At any given time, the team handles 25 to 30 projects with clients spanning different industries and with quite different requirements. And, they rely on Float to know what needs to happen for every project, including due dates and team members working on it.

They couldn’t get a big-picture view of all their projects

Every project the STORM+SHELTER team takes on is unique. A typical day could include digging through Twitter mentions of a client to get ideas for a campaign or animating a series of social posts to light up a client’s feed. Or, it might be an intimate conversation with an artist in their home.

Because each task takes a different time per project, avoiding overservicing or underservicing clients came down to accurate time logging and capacity planning.

This meant Nick Patterson, the Co-CEO of STORM+SHELTER, and his team were always on the hunt for the right tools that could scale with them.

Nick Patterson
Nick Patterson is the Co-CEO of STORM+SHELTER

After using Slack, Google Calendar, and Trello in the early days, the team thought they had found the perfect duo when they switched to an Asana and Everhour combo to track time and manage projects.

But then, the cracks started to appear.

It was really difficult for us to get a big picture, look at how busy we were, who was being scheduled on what, especially if multiple tasks were going on in one day. The diary view in Asana couldn’t give us a good idea of what was happening.

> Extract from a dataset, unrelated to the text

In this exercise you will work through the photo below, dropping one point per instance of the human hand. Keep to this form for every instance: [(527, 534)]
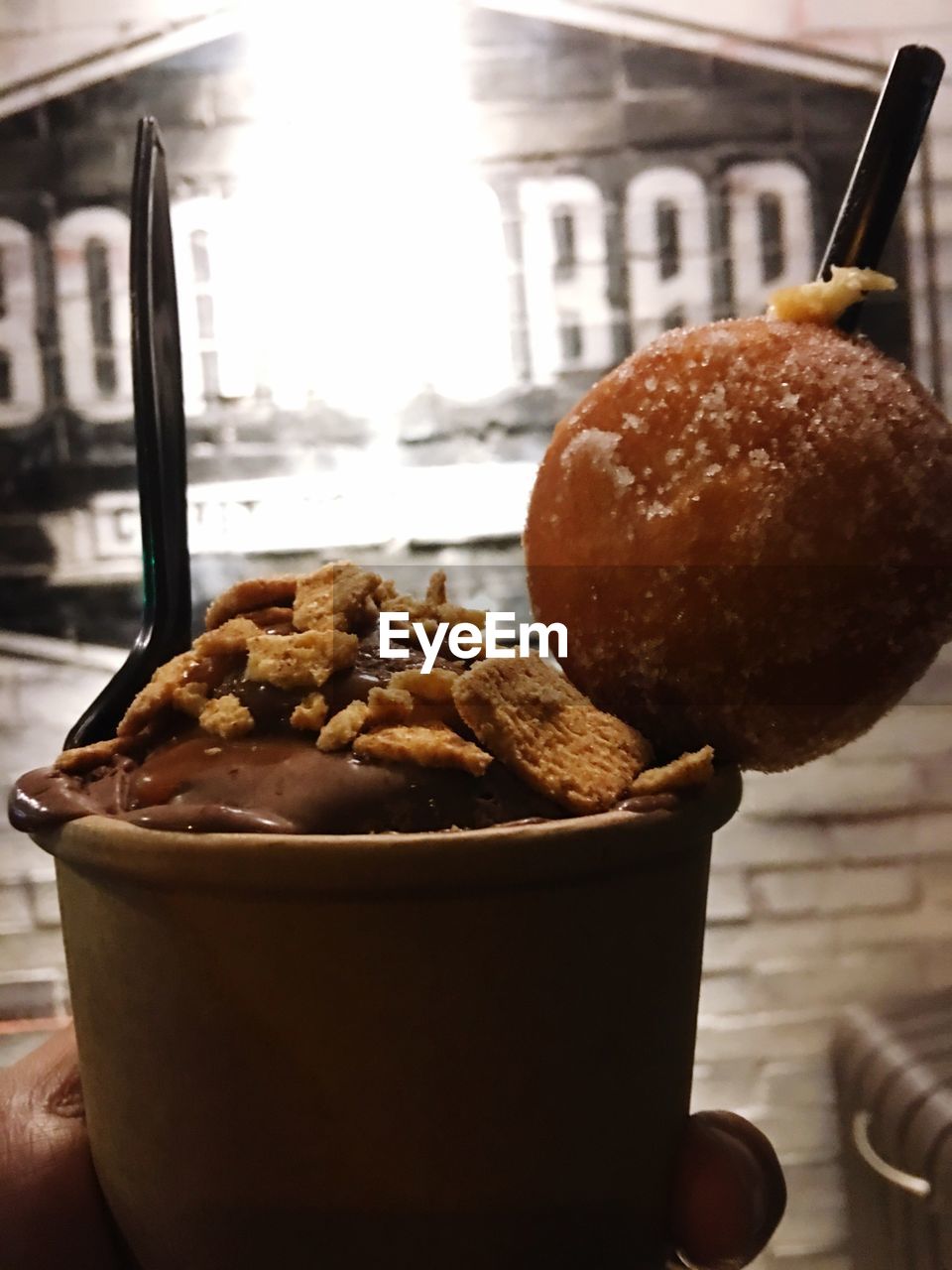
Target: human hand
[(729, 1192)]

STORM+SHELTER replaces two different tools with Float

The STORM+SHELTER team found Float while looking for scheduling management systems and then started using it along with Asana and Everhour.

They couldn’t let go of Asana just yet because they relied on it to log their team’s time.

“We realized over time that we looked into Float to see what we had to do and went into Asana to just press start tracking every hour.”

But using the trio of tools complicated their work instead of making it easier.

“We really liked the way Float looked and worked, but working alongside Asana was just a duplication of effort because they wouldn't speak to one another properly. If I scheduled someone for that project on Tuesday, it wouldn't change in Asana to show this person was working on Tuesday. I had to do that twice. So we had to ask: what do we prefer? What's actually making more sense for how we run things and how we schedule stuff?”

While the team was asking these questions, Float rolled out a new feature: an in-app timer that let them log time as they worked.

It was an easy choice. The team decided to sunset Asana and Everhour and stick to just Float for both capacity planning and time tracking.

“If a timer is coming into Float, then actually, we don't need Asana because no one was really using it to look at what they were doing that day.”

In app time tracker in Float
Team members can easily track time using the in-app timer in Float

Less time spent in tools, more time getting work done

STORM+SHELTER’s move to Float put a plug in major time sucks.

Scheduling is now simpler, allowing the team to spend less time in Float and stay more focused on the creative aspects of their client projects. The team can see projects lined up for weeks ahead, determine who can take on work, and then simply drag and drop tasks.

“The team has got a lot more of a clear understanding of what's going on, where, and when. We wouldn't have really had that if we were still using Asana for our schedule management stuff.”

Float has become the single source of truth for task and schedule information. All team members know where to go when they need to find information, which saves them the precious time they were previously spending trying to track down information and chasing documents.

As a result, Nick spends less time answering questions and more time managing projects and clients.

Nick points at team schedule in Float
Nick relies on the team schedule to keep track of project progress
Float makes me feel a lot more confident in not being as involved in the projects as my role evolves. I feel more reassured that what needs to happen is clear enough for people instead of thinking they’d be digging through lots of different messages to try and figure out what they need to do on any given day.

After constantly switching from different tools, Nick is glad to have found one that works.

I've been through the wringer with so many different project scheduling and team management apps, and now the dust is settling a bit, which is refreshing!